Elle agit de manière si naturelle... Je pourrais en apprendre beaucoup d'elle, et pas seulement à propos de la musique... Octavia réfléchissait mais arrêta son flot de pensées avant qu'il n'aille plus loin… dans les choses privées qu'elle pourrait apprendre de cette charmante licorne.
« Amies. » Octavia sourit gentiment et serra le sabot de Vinyl. Sa première amie. Sa première vraie amie. Elle pensait qu'il était inutile de chercher de l'amitié à Manehattan. Mais, après tout, dans un bar underground de seconde zone, loin des yeux de la société, les relations simples et amicales existaient encore.
« Alors, Tavi, allons-y pour ta première leçon ! » Vinyl lança un sabot dans les airs, essayant d'avoir l'air cool, et, Octavia le remarqua, elle avait vraiment l'air cool.
« Tavi ? » La jument grise clignait des yeux, cherchant à comprendre.
« Eh bien, nous sommes amies maintenant, j'ai pensé qu'il serait bon que je te trouve un petit nom. » Vinyl rougit lors de son explication. Un travail de dingue, pensa Vinyl. Tu es le parfait exemple de franchise. Qu'est ce qui pourrait arriver si elle apprend que je suis une filly-fooler ? Ce que par ailleurs je suis bien sûr, mais...
« C'est très mignon. J'aime ce nom », dit Octavia avec un rougissement, interrompant la réflexion de la conscience de Vinyl. Super, Octavia. Ta subtilité ne cessera jamais de m'étonner. Qu'est-ce qu'elle pourrait bien penser si elle croit que j'aime ce surnom parce que je l'aime, elle ? Ce qui, je dois le reconnaître, est un peu le cas, mais...
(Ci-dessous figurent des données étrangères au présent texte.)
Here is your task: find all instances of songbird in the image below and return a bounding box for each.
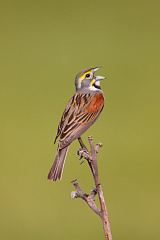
[48,67,105,181]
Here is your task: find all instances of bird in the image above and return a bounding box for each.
[48,67,105,181]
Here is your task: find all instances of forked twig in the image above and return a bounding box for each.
[71,137,112,240]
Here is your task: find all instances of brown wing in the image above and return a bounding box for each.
[55,92,104,149]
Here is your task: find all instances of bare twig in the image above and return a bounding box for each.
[71,137,112,240]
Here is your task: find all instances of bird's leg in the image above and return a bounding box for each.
[78,137,88,164]
[78,137,88,152]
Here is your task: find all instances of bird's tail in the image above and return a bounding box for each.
[48,147,68,181]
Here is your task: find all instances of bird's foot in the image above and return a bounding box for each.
[77,148,89,164]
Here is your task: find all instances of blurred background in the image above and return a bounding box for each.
[0,0,160,240]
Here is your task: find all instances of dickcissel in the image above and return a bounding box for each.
[48,67,105,181]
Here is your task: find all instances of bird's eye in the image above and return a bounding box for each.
[86,73,90,78]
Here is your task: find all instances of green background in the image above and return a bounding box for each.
[0,0,160,240]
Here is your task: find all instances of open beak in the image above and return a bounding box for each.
[95,76,105,82]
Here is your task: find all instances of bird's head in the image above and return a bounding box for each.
[75,67,105,91]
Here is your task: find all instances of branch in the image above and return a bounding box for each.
[71,137,112,240]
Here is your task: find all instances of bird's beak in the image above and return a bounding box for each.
[93,67,100,73]
[95,76,105,82]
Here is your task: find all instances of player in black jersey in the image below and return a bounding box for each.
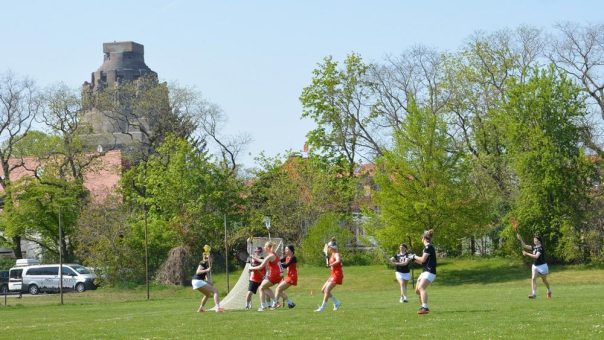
[516,234,552,299]
[390,243,411,303]
[411,229,436,314]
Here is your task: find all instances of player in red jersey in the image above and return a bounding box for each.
[315,239,344,312]
[250,241,281,312]
[245,247,266,309]
[275,244,298,308]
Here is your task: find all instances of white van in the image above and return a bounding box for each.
[9,264,96,295]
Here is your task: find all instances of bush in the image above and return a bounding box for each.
[299,213,353,266]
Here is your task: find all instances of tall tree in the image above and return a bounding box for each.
[300,54,382,176]
[500,68,595,260]
[0,72,40,258]
[376,99,484,251]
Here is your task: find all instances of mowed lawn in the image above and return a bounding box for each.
[0,259,604,339]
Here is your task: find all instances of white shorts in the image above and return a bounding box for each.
[532,263,549,275]
[394,272,411,281]
[191,279,208,290]
[417,272,436,283]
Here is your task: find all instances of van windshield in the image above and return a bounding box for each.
[71,265,90,274]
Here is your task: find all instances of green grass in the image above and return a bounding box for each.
[0,259,604,339]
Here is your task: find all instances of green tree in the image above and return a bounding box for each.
[500,67,596,261]
[300,53,382,176]
[376,99,484,251]
[122,136,241,282]
[4,175,88,261]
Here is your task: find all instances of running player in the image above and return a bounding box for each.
[315,240,344,312]
[275,244,298,308]
[245,247,266,309]
[390,243,411,303]
[250,241,281,312]
[191,255,224,313]
[516,234,552,299]
[411,229,436,314]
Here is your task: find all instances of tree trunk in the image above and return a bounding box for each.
[13,236,23,259]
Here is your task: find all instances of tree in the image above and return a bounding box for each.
[4,174,88,261]
[376,99,485,251]
[73,195,145,285]
[0,72,40,258]
[300,54,382,176]
[122,136,241,283]
[247,154,356,244]
[500,67,596,261]
[547,23,604,157]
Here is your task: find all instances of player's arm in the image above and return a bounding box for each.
[195,266,210,275]
[522,250,541,260]
[516,234,533,250]
[329,253,342,267]
[411,252,430,264]
[250,254,275,270]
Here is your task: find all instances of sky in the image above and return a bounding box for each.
[0,0,603,167]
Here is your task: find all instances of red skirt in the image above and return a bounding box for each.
[327,274,344,285]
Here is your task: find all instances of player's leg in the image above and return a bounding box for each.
[415,272,431,314]
[529,265,539,299]
[315,279,335,312]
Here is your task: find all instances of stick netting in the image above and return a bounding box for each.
[212,237,284,310]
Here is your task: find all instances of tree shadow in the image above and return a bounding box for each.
[437,261,531,286]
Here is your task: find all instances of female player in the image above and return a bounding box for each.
[250,241,281,312]
[275,244,298,308]
[191,254,224,313]
[245,247,266,309]
[390,243,411,303]
[411,229,436,314]
[516,234,552,299]
[315,240,344,312]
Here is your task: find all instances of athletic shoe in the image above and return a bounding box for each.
[417,307,430,314]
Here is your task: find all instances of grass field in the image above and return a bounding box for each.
[0,259,604,339]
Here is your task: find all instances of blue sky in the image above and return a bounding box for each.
[0,0,603,167]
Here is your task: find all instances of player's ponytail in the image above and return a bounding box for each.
[422,229,434,241]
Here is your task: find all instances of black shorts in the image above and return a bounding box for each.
[247,281,262,294]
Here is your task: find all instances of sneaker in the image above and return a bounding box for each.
[417,307,430,314]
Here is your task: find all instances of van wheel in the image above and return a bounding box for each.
[29,285,40,295]
[76,282,86,293]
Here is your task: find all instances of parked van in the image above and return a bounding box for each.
[9,264,96,295]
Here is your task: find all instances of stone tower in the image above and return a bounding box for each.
[81,41,162,151]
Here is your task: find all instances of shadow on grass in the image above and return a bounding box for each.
[437,260,531,286]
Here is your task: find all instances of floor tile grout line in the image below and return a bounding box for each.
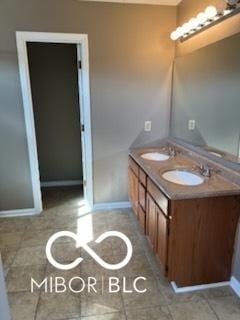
[34,263,47,320]
[205,299,220,320]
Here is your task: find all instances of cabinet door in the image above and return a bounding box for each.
[138,206,146,233]
[128,168,138,215]
[156,207,168,271]
[146,194,157,251]
[138,182,146,211]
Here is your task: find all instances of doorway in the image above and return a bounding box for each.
[17,32,93,214]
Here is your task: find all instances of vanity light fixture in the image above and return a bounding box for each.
[170,0,240,42]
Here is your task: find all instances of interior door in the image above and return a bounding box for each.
[77,44,88,199]
[128,168,138,216]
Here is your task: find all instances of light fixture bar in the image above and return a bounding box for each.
[170,0,240,42]
[180,7,240,42]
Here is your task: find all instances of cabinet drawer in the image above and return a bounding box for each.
[138,206,146,233]
[139,168,147,187]
[138,183,146,211]
[147,178,168,215]
[128,157,139,177]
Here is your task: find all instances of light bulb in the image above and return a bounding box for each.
[176,27,184,38]
[182,22,191,33]
[197,12,208,24]
[204,6,217,20]
[170,30,179,41]
[188,18,198,29]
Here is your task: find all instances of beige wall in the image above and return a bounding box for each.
[176,0,240,281]
[0,0,176,210]
[27,42,82,182]
[176,0,240,56]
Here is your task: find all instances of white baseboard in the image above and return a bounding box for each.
[171,281,230,293]
[0,208,40,218]
[230,277,240,297]
[41,180,83,188]
[93,201,131,210]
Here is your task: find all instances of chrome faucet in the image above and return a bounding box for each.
[200,164,213,178]
[168,147,178,157]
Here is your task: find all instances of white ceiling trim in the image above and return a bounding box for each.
[78,0,182,6]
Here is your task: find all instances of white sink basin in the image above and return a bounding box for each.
[209,151,223,158]
[162,169,204,186]
[141,152,170,161]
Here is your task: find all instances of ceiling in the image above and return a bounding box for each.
[78,0,182,6]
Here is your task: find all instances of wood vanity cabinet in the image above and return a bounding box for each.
[129,157,240,287]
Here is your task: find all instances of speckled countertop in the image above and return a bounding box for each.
[129,145,240,200]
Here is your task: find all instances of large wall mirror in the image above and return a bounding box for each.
[171,33,240,163]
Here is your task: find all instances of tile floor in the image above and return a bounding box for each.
[0,189,240,320]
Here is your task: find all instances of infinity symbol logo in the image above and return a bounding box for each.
[46,231,133,270]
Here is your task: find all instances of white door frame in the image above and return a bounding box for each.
[16,31,93,214]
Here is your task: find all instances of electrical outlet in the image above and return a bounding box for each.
[144,121,152,131]
[188,120,196,130]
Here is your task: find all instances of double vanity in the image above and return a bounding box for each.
[128,140,240,287]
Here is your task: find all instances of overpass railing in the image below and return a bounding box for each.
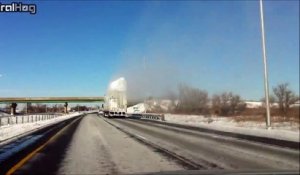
[0,113,62,126]
[128,113,165,121]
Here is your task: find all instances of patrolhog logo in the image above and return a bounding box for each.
[0,2,37,14]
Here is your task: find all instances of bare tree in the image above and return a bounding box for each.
[260,95,276,107]
[212,92,246,116]
[178,85,209,114]
[273,83,299,116]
« Parfait ! » jubila Vinyl, trottant en direction de la sortie, jetant un regard confus sur Octavia. « Tu viens ? »
« Qu'est ce que tu veux dire ? » s'inquiéta Octavia, ne sachant pas trop ce qui était en train de se passer. « Nous n'avons pas encore programmé les sessions d'entraînement et... »
« Oh allez pouliche ! » Vinyl rigola et secoua la tête. « La nuit en est encore à ses débuts, et quel est le meilleur moment pour faire du jazz à part la nuit ? » demanda-t-elle de manière rhétorique, presque poétiquement pensa Octavia. « Quel instrument tu joues ? J'ai un piano chez moi, et quelques guitares. »
« Je joue du violoncelle », dit Octavia en suivant la licorne à l'extérieur. « J'ai également un piano, donc... si tu veux... » Elle balbutiait, l'air frais lui donna un peu plus de courage. « On pourrait s'entraîner chez moi. » S'il te plaît dis oui, dis oui... La violoncelliste priait désespérément, toujours étonnée de voir à quel point cette licorne avait atteint ses sentiments si fort, si vite.
« Bien sûr, pourquoi pas ? » Vinyl essayait d'avoir l'air nonchalante, mais sa tentative fût un échec : son cœur papillonnait à l'idée d'être avec cette jument, surtout chez elle, cette nuit... Ça n'arrivera pas Vinyl. Ça. N'arrivera. Pas. Ce sera juste une leçon. Juste. Une. Leçon. Malgré ses pensées, elle souriait. « Allons-y. Passe devant. »
« Ah, j'adore diriger ! » s'exclama Octavia, qui commençait à trotter vers son appartement. Elle réalisa soudain les sous-entendus que pouvait avoir sa phrase. « Je veux dire, être soliste, dans un orchestre. » Elle rougit d'embarras, regardant la licorne qui commençait également à rougir.
« Oui... La musique... » Vinyl sourit nerveusement, remerciant ses lunettes qui masquaient ses yeux ébahis.
Les deux poneys trottaient côte à côte, et, malgré le temps hivernal, elles se sentaient bizarrement tièdes. Et la meilleure chose ? Pas une seule pensée noire ce soir, réfléchit Octavia. Le futur semblait étonnamment, inconcevablement brillant.